Largehead Moray

Largehead Moray, Uropterygius macrocephalus

The Largehead Moray, Uropterygius macrocephalus, whose common Spanish name is morena cabezona, is a member of the Moray and Snake Moray Eel or Muraenidae Family, known collectively as morenas in Mexico. This fish is also known as the Needletooth Moray. Globally, there are twenty-one members in the genus Uropterygius, four of which are found in Mexican waters, one in the Atlantic and three in the Pacific.

The Largehead Morays have slender elongated bodies that taper gradually and are compressed at the rear. They are brown in color with irregular pink mottling. They lack the black spot around the gill coverings found in many Morays. The tip of their tail has a white or yellow coloration. Their head has a short, stout, and rounded conical snout. Their eyes are small and centered over the middle of their mouth, which is equipped with sharp slender conical teeth. Their front nostril is tubular; their posterior nostril is a small hole with a raised rim above the front of the eyes. Their anal and dorsal fins are very small and visible only as skin-covered ridges near the tip of the tail. Their tail is longer than the head and trunk.

The Largehead Morays are solitary individuals that inhabit shallow reef areas and are found within cracks and crevices in the subtidal zone at depths up to 45 feet. They reach a maximum length of 47 cm (19 inches). They are nocturnal ambush predators with poor eyesight that utilize their keen sense of smell to seek out prey, consuming small fish and invertebrates including crab, octopus, and shrimp. Reproduction is viviparous with eggs and sperm broadcast into the water generating pelagic eggs and larvae that drift in oceanic currents before settling out on the bottom. They are an uncommon and poorly studied species and very little is known about their behavioral patterns.

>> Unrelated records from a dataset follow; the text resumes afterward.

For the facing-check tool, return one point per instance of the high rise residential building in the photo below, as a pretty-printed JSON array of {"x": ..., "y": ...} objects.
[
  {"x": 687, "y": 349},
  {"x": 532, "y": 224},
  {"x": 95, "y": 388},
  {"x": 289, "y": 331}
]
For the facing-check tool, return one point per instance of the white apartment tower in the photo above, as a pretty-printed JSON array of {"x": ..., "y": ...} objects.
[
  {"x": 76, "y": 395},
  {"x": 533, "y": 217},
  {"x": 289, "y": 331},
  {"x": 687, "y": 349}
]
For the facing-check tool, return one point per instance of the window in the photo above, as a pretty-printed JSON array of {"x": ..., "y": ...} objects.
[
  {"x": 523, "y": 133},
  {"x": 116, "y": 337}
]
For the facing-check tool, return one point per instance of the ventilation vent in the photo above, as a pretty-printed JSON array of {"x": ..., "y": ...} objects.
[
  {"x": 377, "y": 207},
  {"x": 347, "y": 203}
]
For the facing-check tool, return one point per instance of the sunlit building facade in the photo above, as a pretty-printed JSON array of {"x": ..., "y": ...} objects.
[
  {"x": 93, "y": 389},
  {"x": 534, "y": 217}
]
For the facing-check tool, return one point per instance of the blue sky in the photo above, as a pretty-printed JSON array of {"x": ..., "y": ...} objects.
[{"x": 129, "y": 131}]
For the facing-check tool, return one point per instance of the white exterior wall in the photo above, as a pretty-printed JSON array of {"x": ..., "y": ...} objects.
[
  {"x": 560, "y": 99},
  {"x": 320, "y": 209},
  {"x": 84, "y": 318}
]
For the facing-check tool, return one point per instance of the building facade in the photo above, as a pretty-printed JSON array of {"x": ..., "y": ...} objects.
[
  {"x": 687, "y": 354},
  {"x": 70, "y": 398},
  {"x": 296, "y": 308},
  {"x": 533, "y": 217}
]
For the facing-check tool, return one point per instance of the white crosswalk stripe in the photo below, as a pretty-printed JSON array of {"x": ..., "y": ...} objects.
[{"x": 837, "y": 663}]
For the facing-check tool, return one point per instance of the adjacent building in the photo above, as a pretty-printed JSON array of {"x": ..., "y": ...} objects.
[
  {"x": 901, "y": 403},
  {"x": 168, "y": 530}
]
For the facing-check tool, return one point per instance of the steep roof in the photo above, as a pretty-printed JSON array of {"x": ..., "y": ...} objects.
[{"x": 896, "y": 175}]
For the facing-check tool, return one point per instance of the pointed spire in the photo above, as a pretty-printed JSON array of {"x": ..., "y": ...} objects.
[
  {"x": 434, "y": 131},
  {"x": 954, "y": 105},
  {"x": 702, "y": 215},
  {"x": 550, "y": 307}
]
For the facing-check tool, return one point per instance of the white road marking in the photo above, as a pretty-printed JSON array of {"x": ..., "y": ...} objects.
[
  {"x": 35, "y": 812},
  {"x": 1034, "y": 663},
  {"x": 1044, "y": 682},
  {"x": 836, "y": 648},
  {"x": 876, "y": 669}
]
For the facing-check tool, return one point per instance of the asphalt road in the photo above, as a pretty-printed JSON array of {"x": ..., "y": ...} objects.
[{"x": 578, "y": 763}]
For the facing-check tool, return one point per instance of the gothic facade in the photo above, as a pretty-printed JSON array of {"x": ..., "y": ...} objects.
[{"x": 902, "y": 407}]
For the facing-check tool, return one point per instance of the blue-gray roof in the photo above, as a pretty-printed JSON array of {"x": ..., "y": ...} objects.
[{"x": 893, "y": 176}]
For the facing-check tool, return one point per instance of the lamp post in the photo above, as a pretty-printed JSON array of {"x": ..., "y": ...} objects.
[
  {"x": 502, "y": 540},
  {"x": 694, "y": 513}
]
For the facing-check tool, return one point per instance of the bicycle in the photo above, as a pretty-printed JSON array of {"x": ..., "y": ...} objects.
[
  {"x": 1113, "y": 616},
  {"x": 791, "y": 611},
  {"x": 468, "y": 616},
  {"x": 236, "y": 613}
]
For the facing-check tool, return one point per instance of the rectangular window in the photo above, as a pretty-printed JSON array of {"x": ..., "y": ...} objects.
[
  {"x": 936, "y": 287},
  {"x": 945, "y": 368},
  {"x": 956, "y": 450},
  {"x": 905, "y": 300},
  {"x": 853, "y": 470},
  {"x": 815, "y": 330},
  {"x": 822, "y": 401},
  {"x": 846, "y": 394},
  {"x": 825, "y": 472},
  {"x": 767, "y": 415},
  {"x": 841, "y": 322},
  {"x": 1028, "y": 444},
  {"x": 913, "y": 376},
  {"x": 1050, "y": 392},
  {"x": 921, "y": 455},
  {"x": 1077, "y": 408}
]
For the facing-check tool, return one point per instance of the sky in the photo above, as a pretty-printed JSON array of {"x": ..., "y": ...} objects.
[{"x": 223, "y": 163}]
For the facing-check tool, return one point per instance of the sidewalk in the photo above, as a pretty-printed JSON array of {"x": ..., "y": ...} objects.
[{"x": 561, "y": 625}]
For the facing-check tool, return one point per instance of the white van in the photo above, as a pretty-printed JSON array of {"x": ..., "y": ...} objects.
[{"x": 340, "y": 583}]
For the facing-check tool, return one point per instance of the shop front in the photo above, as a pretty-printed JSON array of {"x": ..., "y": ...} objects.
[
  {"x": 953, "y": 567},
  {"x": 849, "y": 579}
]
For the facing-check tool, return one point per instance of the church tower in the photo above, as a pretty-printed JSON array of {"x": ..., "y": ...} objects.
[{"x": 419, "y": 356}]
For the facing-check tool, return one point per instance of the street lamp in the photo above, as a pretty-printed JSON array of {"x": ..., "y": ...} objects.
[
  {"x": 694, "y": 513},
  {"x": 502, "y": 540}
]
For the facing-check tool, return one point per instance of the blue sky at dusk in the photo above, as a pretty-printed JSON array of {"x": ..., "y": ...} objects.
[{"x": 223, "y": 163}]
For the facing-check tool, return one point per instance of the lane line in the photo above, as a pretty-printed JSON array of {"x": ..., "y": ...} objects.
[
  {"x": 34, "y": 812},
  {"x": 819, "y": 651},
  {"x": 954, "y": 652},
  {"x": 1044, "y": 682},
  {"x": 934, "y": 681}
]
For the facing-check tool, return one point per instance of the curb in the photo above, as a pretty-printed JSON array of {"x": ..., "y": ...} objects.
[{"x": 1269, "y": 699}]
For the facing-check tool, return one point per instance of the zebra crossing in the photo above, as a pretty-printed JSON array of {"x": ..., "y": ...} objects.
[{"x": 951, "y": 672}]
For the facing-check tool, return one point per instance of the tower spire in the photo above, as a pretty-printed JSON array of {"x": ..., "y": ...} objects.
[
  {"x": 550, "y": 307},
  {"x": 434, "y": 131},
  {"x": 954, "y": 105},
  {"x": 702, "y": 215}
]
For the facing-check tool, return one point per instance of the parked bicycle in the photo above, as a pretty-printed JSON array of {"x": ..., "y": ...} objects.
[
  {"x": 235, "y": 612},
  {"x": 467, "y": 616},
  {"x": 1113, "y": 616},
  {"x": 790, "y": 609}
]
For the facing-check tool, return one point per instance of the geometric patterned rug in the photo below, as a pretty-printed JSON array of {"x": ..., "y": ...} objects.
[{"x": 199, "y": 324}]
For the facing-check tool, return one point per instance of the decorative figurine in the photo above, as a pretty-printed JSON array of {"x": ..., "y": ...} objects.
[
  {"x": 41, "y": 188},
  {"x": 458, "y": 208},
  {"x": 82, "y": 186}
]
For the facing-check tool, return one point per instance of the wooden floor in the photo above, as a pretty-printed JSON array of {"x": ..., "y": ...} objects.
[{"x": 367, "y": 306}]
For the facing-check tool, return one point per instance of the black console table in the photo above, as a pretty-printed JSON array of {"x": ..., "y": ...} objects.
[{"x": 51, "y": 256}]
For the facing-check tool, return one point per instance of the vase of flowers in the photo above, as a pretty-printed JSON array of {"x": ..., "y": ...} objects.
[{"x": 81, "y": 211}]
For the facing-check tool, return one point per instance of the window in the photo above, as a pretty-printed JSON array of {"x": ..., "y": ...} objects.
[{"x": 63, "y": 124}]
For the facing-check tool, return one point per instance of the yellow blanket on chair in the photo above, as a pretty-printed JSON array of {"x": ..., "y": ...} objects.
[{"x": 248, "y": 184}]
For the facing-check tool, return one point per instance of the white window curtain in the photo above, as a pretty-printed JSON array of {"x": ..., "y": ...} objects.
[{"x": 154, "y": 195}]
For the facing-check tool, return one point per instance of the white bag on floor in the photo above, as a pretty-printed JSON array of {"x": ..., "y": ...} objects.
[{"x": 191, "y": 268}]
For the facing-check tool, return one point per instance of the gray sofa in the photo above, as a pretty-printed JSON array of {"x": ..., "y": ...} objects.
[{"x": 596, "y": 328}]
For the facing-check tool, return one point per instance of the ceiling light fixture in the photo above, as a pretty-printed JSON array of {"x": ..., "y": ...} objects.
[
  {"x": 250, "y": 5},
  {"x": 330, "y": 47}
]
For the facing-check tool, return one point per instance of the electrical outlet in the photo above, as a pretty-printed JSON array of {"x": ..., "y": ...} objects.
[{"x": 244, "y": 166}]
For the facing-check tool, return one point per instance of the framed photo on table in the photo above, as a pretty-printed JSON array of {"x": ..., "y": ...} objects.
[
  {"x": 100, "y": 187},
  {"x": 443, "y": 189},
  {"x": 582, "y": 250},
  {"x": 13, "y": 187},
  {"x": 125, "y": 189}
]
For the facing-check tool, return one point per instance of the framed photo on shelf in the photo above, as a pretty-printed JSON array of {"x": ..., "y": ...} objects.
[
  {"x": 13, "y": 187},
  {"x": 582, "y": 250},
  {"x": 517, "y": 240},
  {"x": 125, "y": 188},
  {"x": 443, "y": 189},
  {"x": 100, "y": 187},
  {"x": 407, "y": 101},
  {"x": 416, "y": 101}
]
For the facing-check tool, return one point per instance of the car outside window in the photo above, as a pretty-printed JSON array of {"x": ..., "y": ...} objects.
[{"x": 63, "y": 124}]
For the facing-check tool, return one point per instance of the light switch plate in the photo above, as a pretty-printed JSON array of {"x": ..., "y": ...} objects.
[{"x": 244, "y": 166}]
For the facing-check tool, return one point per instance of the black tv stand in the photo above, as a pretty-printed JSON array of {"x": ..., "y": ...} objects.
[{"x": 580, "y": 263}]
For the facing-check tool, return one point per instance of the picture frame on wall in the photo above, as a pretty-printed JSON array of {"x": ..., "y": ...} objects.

In Mexico the Largehead Morays have a limited distribution  being found only in the lower half of the Sea of Cortez and along the coast of the mainland south to Guatemala.

Due to the unique mottling covering its sides (pictured below), the Largehead Moray cannot be confused with any other species.

The Largehead Morays are of limited interest to most and normally a “catch and release”. Visually they are most intimidating but are very timid and not harmful. They seldom bite humans.

Largehead Moray (1)Largehead Moray (2)

Largehead Moray (4)Largehead Moray, Uropterygius macrocephalus, juvenile. Caught by hand alive and feisty, on the beach above the water line well before first light, at Km 21, Cabo Real, Baja California Sur, July 2006. Length: 23 cm (9.1 inches).

Largehead Moray, Uropterygius macrocephalus. Fish caught from coastal waters off Point Palmilla, Baja California Sur, August, 2015. Length: 45 cm (18 inches). Tail: 47%.